Cambodia Table of Contents
The government approved the country's first tax laws in November 1982 and implemented them in 1983. There were three categories of taxes-- business, import, and agricultural. In theory, the tax laws stipulated that all private economic enterprises should pay taxes, while tax schedules varied according to income, goods imported, and agricultural productivity. The Ministry of Finance was responsible for tax assessments and for collections on a national level. At subordinate government echelons, provincial and district committees were charged with this duty.
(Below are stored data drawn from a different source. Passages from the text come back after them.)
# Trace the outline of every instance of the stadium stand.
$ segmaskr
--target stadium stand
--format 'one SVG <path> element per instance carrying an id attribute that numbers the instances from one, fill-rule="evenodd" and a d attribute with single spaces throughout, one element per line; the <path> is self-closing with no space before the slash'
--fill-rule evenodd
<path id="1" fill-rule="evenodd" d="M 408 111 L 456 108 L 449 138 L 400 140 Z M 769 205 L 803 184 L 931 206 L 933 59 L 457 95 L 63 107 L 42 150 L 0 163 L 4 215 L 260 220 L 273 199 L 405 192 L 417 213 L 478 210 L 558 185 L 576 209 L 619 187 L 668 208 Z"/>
In practice, the government faced many difficulties in collecting taxes. Eventually, it revised assessments to make taxation acceptable to the business community and to the peasantry. For example, the agricultural tax (also called the "patriotic contribution"), introduced during the 1983 to 1984 harvest season, reportedly was suspended in 1985, but was reimposed a year later. Agricultural tax assessments were based on yields and plots, such as lowland paddy, river banks, garden, hillside fields, plantation crop, or highland cropland. The government, however, granted new concessions to some agricultural cooperatives, which previously had been taxed heavily on high-yielding rice harvests, without regard to the high costs of production and the high risks in testing new varieties of rice. Cultivators who grew rice in both the rainy and the dry seasons were subject to tax assessments on each crop. Partial and full tax exemptions were granted to peasants who brought vacant land into production, to families of soldiers, to the war handicapped, and to victims of natural calamities.